Quasi erzählt niemandem von ihrer Bekanntschaft mit dem
Alten. Sie weiß, dass die Leute ihre Treffen komisch finden würden. Sie weiß
auch, dass ältere Männer jungen Mädchen manchmal nachstellen und sie
belästigen. Was will der Alte von ihr? Will er sich nur unterhalten? Quasi
weiß, dass ihr Schulschwänzen irgendwann entdeckt werden und man sie dann
fragen wird, was sie den ganzen Tag im Park gemacht hat. Da nimmt die Geschichte
eine unerwartete Wendung. Denn nichts ist, wie es zu sein scheint.
Die spanische Autorin Sara Mesa zeichnet feinfühlig und in sich langsam ergänzenden
Facetten zwei Menschen, die sich anders als die anderen fühlen, die Außenseiter
sind. Sehr nachvollziehbar beschreibt sie das verwirrende Teenageralter, in dem
Körper und Seele sich verändern, man nicht weiß, wohin man gehört, und ob
alles, was die anderen sagen, richtig ist. Wer definiert eigentlich, wie man
sein muss, was man darf und was man nicht darf?

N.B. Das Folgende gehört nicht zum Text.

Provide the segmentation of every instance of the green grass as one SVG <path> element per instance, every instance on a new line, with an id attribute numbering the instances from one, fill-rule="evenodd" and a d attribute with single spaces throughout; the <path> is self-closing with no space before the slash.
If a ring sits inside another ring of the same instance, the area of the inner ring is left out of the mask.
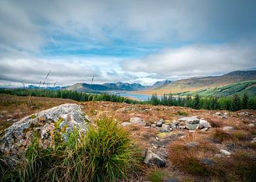
<path id="1" fill-rule="evenodd" d="M 244 93 L 246 93 L 248 96 L 254 97 L 256 96 L 256 87 L 252 86 L 250 87 L 250 86 L 252 86 L 253 84 L 256 84 L 256 80 L 241 81 L 223 86 L 218 86 L 208 89 L 203 89 L 196 91 L 174 93 L 174 95 L 176 94 L 183 96 L 195 96 L 196 93 L 198 93 L 203 97 L 210 97 L 211 96 L 215 96 L 217 97 L 225 97 L 232 96 L 234 93 L 238 93 L 239 96 L 242 96 Z"/>
<path id="2" fill-rule="evenodd" d="M 168 176 L 166 171 L 161 170 L 159 168 L 153 168 L 149 170 L 147 177 L 151 182 L 161 182 L 164 178 Z"/>
<path id="3" fill-rule="evenodd" d="M 35 137 L 15 167 L 1 154 L 0 181 L 117 181 L 136 170 L 136 151 L 128 132 L 113 119 L 103 118 L 85 135 L 75 130 L 68 142 L 53 147 L 39 147 Z"/>

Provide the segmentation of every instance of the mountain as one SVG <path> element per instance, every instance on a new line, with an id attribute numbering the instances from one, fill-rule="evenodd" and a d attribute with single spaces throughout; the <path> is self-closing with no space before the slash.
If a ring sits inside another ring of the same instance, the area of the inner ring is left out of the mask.
<path id="1" fill-rule="evenodd" d="M 164 81 L 156 81 L 156 83 L 154 83 L 150 87 L 150 89 L 157 88 L 157 87 L 159 87 L 159 86 L 164 86 L 164 85 L 169 84 L 171 83 L 171 81 L 170 80 L 167 80 L 167 79 L 164 80 Z"/>
<path id="2" fill-rule="evenodd" d="M 65 88 L 65 90 L 77 91 L 79 92 L 107 92 L 107 91 L 141 91 L 145 89 L 144 87 L 139 84 L 129 83 L 106 83 L 104 84 L 75 84 L 73 86 Z"/>
<path id="3" fill-rule="evenodd" d="M 236 71 L 221 76 L 189 78 L 172 81 L 171 83 L 160 86 L 156 88 L 149 89 L 138 93 L 159 95 L 165 93 L 181 93 L 196 92 L 229 84 L 239 83 L 245 81 L 256 80 L 256 71 Z M 252 84 L 255 87 L 255 84 Z"/>

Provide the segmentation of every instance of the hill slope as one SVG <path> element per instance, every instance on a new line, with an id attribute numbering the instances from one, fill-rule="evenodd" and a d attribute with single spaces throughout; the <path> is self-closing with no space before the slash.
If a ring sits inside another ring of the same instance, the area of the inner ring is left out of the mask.
<path id="1" fill-rule="evenodd" d="M 159 95 L 195 92 L 238 83 L 244 81 L 256 80 L 256 71 L 236 71 L 222 76 L 190 78 L 172 81 L 171 84 L 137 92 L 138 93 Z"/>

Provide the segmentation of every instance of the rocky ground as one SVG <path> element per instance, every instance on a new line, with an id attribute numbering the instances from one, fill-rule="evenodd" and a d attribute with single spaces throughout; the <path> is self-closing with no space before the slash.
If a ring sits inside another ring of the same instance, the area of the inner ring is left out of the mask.
<path id="1" fill-rule="evenodd" d="M 253 181 L 231 171 L 238 166 L 248 171 L 255 169 L 256 110 L 198 110 L 1 94 L 0 132 L 24 116 L 65 103 L 80 105 L 92 121 L 111 116 L 129 130 L 144 154 L 141 171 L 130 181 L 153 181 L 151 176 L 156 172 L 164 181 Z M 223 173 L 227 175 L 223 177 Z"/>

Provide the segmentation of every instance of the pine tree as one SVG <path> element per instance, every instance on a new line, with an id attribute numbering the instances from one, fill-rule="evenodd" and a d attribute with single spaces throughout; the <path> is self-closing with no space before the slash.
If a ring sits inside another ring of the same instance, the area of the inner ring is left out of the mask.
<path id="1" fill-rule="evenodd" d="M 232 110 L 238 110 L 241 109 L 241 101 L 238 94 L 235 93 L 232 98 Z"/>
<path id="2" fill-rule="evenodd" d="M 200 108 L 200 96 L 196 93 L 195 98 L 193 99 L 193 108 L 199 109 Z"/>
<path id="3" fill-rule="evenodd" d="M 244 93 L 242 98 L 242 108 L 247 108 L 248 100 L 248 96 L 246 93 Z"/>

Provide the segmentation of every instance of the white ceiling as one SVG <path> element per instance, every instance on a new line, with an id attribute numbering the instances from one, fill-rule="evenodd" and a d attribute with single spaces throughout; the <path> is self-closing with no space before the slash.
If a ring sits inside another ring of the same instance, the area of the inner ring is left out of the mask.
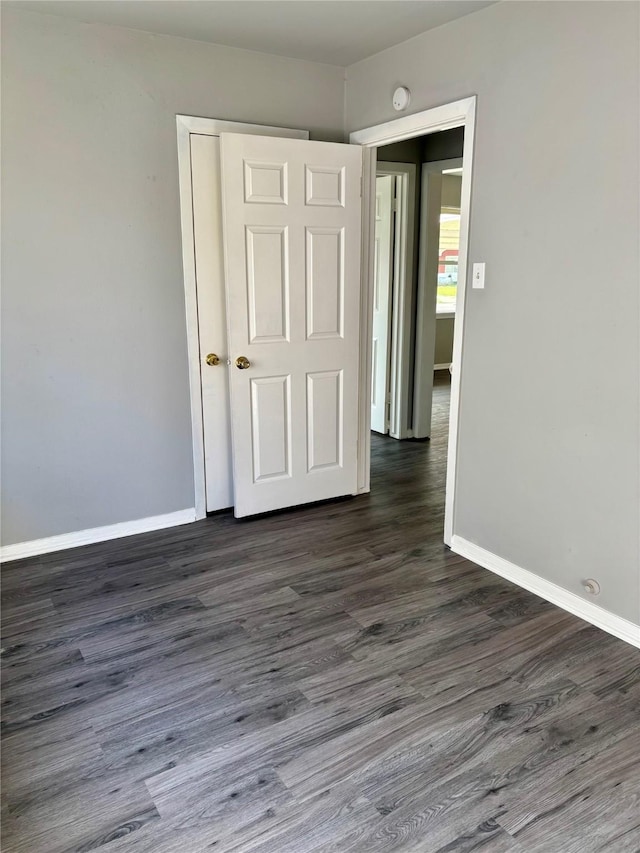
<path id="1" fill-rule="evenodd" d="M 8 0 L 4 6 L 351 65 L 495 0 Z"/>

Warum darf der Alte nicht mit
Kindern auf einem Schulhof sprechen? Wieso hat man ihm verboten allein
spazieren zu gehen? Der Roman beschreibt in leisen, empathischen Tönen die
Gratwanderung der Toleranz und des Respekts für den anderen, egal ob jung oder
alt. Dabei geht es immer um das Verstandenwerden, das wir alle uns wünschen,
und um die Notwendigkeit genau hinzuschauen, weil ein schnell gefundenes
Etikett den anderen nie zutreffend beschreiben kann.
Eine wunderschön
erzählte, ungewöhnliche Geschichte über das Anderssein, deren Ausgang auch ganz
anders ist als gedacht.
Quasi, Sara Mesa, aus dem Spanischen von Peter Kultzen,
Verlag Klaus Wagenbach, Berlin 2020, 144 Seiten, 18,00 EUR
(Die Verwendung des Coverbildes erfolgt mit freundlicher
Erlaubnis des Verlags. Ich danke dem Verlag für das kostenlos zur Verfügung
gestellte Rezensionsexemplar.)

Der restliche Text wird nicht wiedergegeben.